Daniela Conde, Studentin an der UCLA und Mitglied der Studentengruppe MEChA, äußerte ihre Besorgnis über die aggressive Rekrutierung lateinamerikanischer Jugendlicher. „Ich begann zu verstehen, wie sich der Krieg auf meine Gemeinde ausgewirkt hat, als ich sah, wie meine Freunde zum Militär rekrutiert und wie sie entmenschlicht wurden. Ich möchte, dass die High Schools die Latino-Jugend aufs College vorbereiten, nicht auf den Krieg.

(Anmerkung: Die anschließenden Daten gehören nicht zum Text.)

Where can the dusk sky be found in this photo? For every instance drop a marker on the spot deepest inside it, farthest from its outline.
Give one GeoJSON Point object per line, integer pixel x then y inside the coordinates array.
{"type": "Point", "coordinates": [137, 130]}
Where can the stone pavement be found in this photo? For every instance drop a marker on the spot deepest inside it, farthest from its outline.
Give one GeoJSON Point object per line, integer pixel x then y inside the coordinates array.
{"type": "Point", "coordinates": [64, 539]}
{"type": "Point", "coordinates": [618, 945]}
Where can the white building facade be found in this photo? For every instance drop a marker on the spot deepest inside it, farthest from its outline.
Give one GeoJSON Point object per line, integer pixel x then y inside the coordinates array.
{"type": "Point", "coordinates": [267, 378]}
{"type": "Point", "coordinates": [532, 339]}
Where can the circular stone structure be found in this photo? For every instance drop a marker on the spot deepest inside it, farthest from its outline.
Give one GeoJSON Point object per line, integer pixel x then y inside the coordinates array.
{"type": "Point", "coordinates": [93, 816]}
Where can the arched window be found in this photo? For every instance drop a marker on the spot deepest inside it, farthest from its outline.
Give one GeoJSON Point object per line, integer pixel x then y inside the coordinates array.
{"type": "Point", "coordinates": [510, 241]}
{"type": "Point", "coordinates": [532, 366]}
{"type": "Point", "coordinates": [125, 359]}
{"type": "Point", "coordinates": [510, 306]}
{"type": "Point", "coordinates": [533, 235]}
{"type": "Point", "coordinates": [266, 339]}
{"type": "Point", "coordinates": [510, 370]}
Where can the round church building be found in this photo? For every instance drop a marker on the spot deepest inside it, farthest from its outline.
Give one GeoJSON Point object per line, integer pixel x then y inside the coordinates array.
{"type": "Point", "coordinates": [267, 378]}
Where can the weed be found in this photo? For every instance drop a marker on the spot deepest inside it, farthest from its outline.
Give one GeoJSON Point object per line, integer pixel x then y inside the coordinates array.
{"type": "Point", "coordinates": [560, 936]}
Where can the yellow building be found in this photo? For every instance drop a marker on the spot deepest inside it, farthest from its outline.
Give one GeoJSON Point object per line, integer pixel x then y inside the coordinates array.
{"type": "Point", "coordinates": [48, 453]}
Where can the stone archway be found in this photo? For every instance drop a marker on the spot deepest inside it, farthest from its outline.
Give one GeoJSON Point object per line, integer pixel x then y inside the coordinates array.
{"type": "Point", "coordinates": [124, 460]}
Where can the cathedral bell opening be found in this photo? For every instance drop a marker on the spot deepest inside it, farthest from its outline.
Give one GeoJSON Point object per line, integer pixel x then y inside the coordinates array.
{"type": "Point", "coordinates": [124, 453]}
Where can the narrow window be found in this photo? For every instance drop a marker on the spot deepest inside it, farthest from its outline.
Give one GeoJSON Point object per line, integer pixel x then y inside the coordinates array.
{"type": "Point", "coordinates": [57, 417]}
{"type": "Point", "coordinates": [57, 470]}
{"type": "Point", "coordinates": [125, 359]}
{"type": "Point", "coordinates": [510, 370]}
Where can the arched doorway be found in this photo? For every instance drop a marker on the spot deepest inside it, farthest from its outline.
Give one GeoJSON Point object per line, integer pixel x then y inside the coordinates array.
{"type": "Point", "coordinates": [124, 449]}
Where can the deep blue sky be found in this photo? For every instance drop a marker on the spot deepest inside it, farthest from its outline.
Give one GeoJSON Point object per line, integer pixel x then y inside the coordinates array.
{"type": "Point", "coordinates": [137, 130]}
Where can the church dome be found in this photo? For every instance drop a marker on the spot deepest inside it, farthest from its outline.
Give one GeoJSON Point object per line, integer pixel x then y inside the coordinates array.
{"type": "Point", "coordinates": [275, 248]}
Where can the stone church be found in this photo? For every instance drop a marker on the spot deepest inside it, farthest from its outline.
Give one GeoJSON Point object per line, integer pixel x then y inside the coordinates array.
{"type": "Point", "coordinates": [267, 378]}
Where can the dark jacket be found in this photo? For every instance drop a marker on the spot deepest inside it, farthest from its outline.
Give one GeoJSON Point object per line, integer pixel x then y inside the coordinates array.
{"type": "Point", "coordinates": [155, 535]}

Und ich möchte, dass dieses Land Geld dafür ausgibt, arme Gemeinden zu unterstützen, und nicht, Menschen im Ausland zu töten.“
Antonio Gonzales, einer der Hauptorganisatoren der Veranstaltung und ein Schlagwort in der Latino-Community, freute sich über die offene Äußerung der Antikriegsstimmung im Kongress. „Einen ungerechten Krieg werden Latinos immer ablehnen, denn unser Grundprinzip ist Gerechtigkeit für alle“, sagte er. „Jetzt müssen wir effektivere Wege finden, um die Latino-Gemeinschaft mit der Friedensbewegung zu verbinden.“
Medea Benjamin ([E-Mail geschützt] ) ist Mitbegründer der Menschenrechtsgruppe Global Exchange und der Friedensgruppe CODEPINK.